Re: finding changed blocks using WAL scanning

From: Bruce Momjian <bruce(at)momjian(dot)us>
To: Robert Haas <robertmhaas(at)gmail(dot)com>
Cc: PostgreSQL Hackers <pgsql-hackers(at)lists(dot)postgresql(dot)org>
Subject: Re: finding changed blocks using WAL scanning
Date: 2019-04-18 21:47:56
Message-ID: 20190418214756.7slx55exonivfnbe@momjian.us
Views: Raw Message | Whole Thread | Download mbox | Resend email
Thread:
Lists: pgsql-hackers

On Thu, Apr 18, 2019 at 04:25:24PM -0400, Robert Haas wrote:
> On Thu, Apr 18, 2019 at 3:51 PM Bruce Momjian <bruce(at)momjian(dot)us> wrote:
> > How would you choose the STARTLSN/ENDLSN? If you could do it per
> > checkpoint, rather than per-WAL, I think that would be great.
>
> I thought of that too. It seems appealing, because you probably only
> really care whether a particular block was modified between one
> checkpoint and the next, not exactly when during that interval it was
> modified. However, the simple algorithm of "just stop when you get to
> a checkpoint record" does not work, because the checkpoint record
> itself points back to a much earlier LSN, and I think that it's that
> earlier LSN that is interesting. So if you want to make this work you
> have to be more clever, and I'm not sure I'm clever enough.
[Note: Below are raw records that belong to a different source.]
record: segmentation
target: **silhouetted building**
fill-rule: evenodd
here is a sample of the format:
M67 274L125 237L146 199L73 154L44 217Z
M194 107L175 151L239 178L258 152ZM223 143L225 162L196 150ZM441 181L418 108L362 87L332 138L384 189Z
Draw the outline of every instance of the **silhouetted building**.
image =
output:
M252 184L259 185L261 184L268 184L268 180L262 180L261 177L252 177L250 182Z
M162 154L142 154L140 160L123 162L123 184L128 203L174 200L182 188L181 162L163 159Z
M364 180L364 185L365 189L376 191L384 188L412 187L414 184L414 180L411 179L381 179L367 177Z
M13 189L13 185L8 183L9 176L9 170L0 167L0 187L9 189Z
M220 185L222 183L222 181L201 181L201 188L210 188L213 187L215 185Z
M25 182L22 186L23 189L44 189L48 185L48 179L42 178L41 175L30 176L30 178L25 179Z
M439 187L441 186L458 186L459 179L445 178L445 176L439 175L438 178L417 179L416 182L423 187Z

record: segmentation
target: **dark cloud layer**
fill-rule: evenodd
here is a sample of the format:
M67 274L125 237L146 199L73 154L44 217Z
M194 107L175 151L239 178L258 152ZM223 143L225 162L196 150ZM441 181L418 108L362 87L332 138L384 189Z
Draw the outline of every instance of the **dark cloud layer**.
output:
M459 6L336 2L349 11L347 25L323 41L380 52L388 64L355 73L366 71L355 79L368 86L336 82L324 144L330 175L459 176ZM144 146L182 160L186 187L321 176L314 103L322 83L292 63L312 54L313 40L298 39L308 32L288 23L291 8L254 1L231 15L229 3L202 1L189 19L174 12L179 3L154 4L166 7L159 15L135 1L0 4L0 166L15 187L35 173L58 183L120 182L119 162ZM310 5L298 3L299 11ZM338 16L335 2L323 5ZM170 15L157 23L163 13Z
OK, so let's back up and study how this will be used. Someone wanting
to make a useful incremental backup will need the changed blocks from
the time of the start of the base backup. It is fine if they
incrementally back up some blocks modified _before_ the base backup, but
they need all blocks after, until some marker. They will obviously
still use WAL to recover to a point after the incremental backup, so
there is no need to get every modifified block up to current, just up to
some cut-off point where WAL can be discarded.

I can see a 1GB marker being used for that. It would prevent an
incremental backup from being done until the first 1G modblock files was
written, since until then there is no record of modified blocks, but
that seems fine. A 1G marker would allow for consistent behavior
independent of server restarts and base backups.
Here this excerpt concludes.